Being exposed to socio-political issues at an early age at BIS really allowed me to think critically, and more importantly, question and unlearn, about what exactly “culture” entails. I remember this great epiphany I had in grade 9 Humanities when, through a thought exercise with teacher, I realised many things deemed natural are really just social constructions. 

Taking visual arts also allowed me to explore these things in an abstract sense – more realistically, I’d say – because nothing in the world is ever concrete! I’m really not exaggerating on the impact BIS had on me. I’m forever thankful for my IB History and Language and Literature teachers (Mr. Wood and Mr. Wilson, I miss you guys so much!), because it was through conversations with them that I had these pivotal moments which made me say, okay, I think I want to dedicate my life to understanding why and how things happen the way they do. That way, maybe I can have a heavier hand in how things can be shaped in the future.

5. What cultural part(s) of Indonesia, or Bali in particular, that you like the most and why?

I actually just wrote my master’s thesis on what I call the fiction of traditionalism in Indonesia, which I explored through a de-colonial perspective. I really wanted to dissect essentialist conceptions of culture in our country to show how fetishised certain cultural aspects are, especially in Bali where things like spirituality and philosophy are too often disassociated or detached from real historical conditions. I see even the smallest cultural traits as large amalgamations of various forces in the past and present, always shifting to produce what we see today.
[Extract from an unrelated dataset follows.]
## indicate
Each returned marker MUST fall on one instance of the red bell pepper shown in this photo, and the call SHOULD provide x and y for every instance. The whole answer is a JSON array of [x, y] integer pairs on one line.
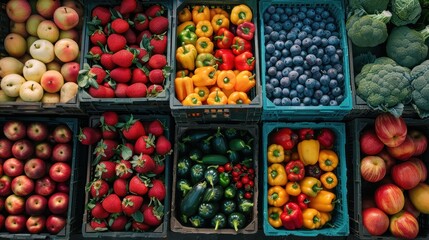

From Balinese hospitality and street food culture in Jakarta, to how motorcyclists refuse to follow traffic laws, for me, it comes as a beautiful unified package and I appreciate it all.

6.      If you’ve been given the privilege to live anywhere around the world, where would it be? Pick one and why? 

Bali. No question! Traveling across the world after leaving Bali has only strengthened my gratefulness for the island. I have developed a really pure and weirdly unintelligible love for Indonesia in general. All the hidden histories making up Bali and our people, it produces this intense, very resilient life-force – it’s absolutely magical. Of course, we all carry it with us as Indonesians no matter where we go, but physically being in Bali? I’ll definitely be back! But first I need to close one last chapter before being able to call the Island of the Gods my home again.